Autocross (also called "Solo", "Auto-x" or "Autoslalom")[1][2] is a timed competition in which drivers navigate one at a time through a defined course on either a sealed or an unsealed surface. It is a form of motorsports that emphasizes safe competition and active participation. Autocross differs from road racing and oval racing in that generally there is only one car on the track, driving against the clock rather than other cars. As an entry-level motorsport it provides a stepping stone for drivers looking to move into other more competitive and possibly expensive forms of racing (such as rallying, rallycross and circuit racing).

Autocross courses are typically one to two kilometres long and tend to place demands on car handling and driver skill rather than on engine power and outright speed. Courses may be temporary and marked by traffic cones or be permanent tracks with approval by a motorsport body.

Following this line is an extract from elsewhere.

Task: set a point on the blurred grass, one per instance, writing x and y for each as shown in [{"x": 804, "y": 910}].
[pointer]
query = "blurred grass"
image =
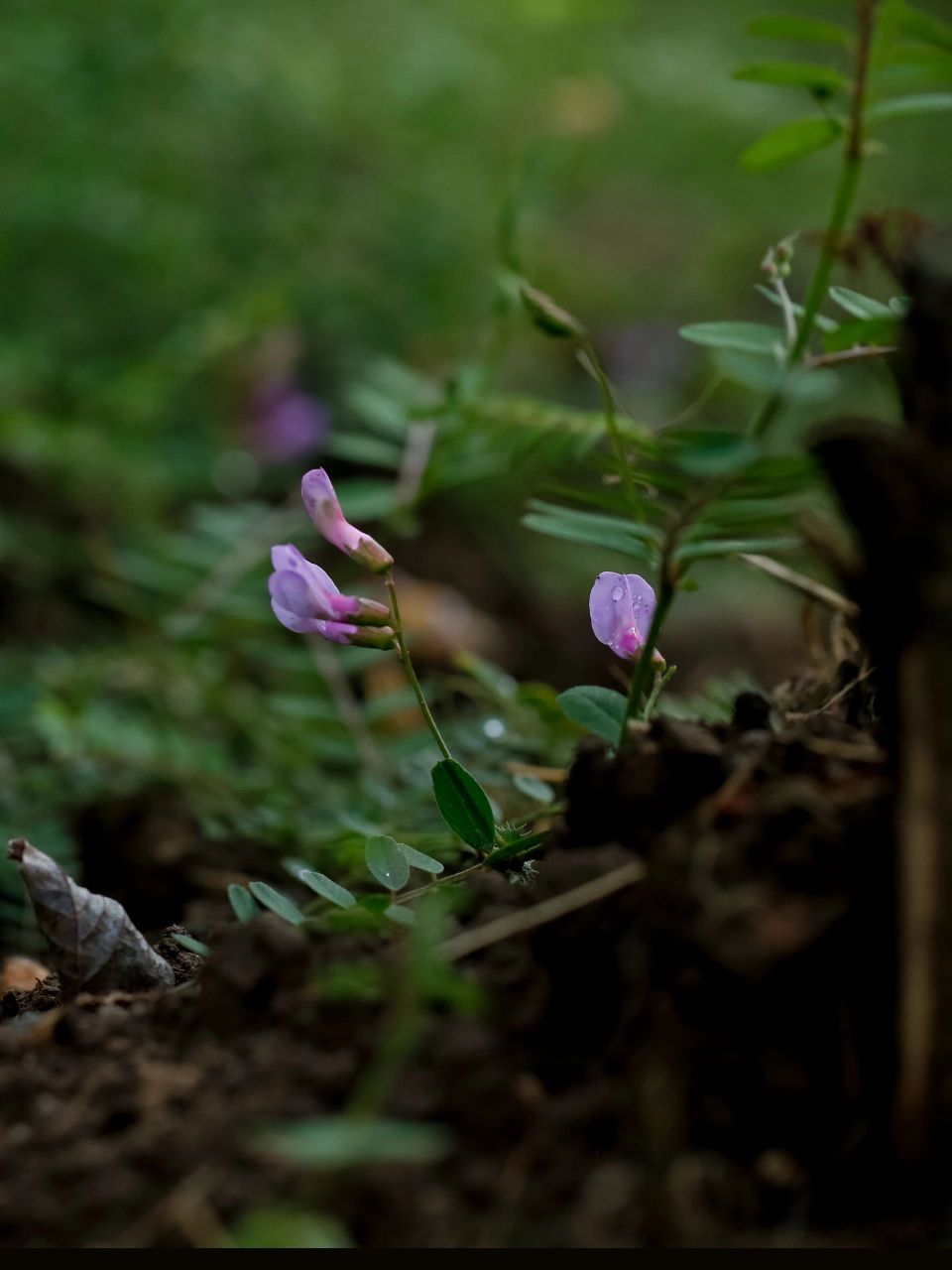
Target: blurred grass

Events typically have many classes that allow almost any vehicle, from economy sedans to purpose-built racing cars, to compete. Due to the nature of a typical track, speeds can be slower when compared to other forms of motorsports, usually not exceeding highway speeds, but the activity level (measured in discrete turns per minute) can be higher than even Formula One due to the large number of elements packed into each course.[3]

Australian Autocross[edit]

A Swift GTI participating in an Australian autocross event

Australian autocross is type of motorsport sanctioned by the Confederation of Australian Motor Sport, which defines it as a speed event held on a dirt course less than two kilometres long. Eligible vehicles range from standard road-going cars through purpose-built buggies to full race- and rally-prepared machines. Drivers may begin competing at the age of 14 and must hold a recognised racing licence, which is usually obtainable on the day through the hosting club.[4]

American Autocross[edit]

American autocross is a form of autocross practiced in the United States of America. Events are typically held on flat, paved surfaces such as parking lots or airport tarmacs, and usually have a new course for each event, marked by traffic cones.

Autocross is one of the most accessible and affordable forms of motorsport, and autocross events are open to novices. Because autocross events use rubber traffic cones to define the course, and are typically run on paved surfaces with few obstructions, the hazards and barriers to entry are low. While speeds are generally no greater than those encountered in legal highway driving, the combination of concentration and precision maneuvering gives drivers an experience similar to that of a full road course race. [5]

Autocross courses are made from traffic cones
Drivers must navigate a series of turns defined by traffic cones

Competitors range from casual participants driving their commuter vehicles, to dedicated competitors driving purpose-built cars with special tires. There are classes accommodating varying degrees of car modification, as well as classes specifically for women and children.[6]

Many events are open to spectators. Many local car clubs offer autocross novice driving schools to help drivers feel comfortable before a regular event.

The SCCA National Championship is held on Labor Day Weekend and the following week. It is considered the largest amateur motorsport racing event in the world.

British Autocross[edit]

European Autocross[edit]

European autocross is significantly different from most other types in that cars race wheel-to-wheel, and is similar to Folkrace.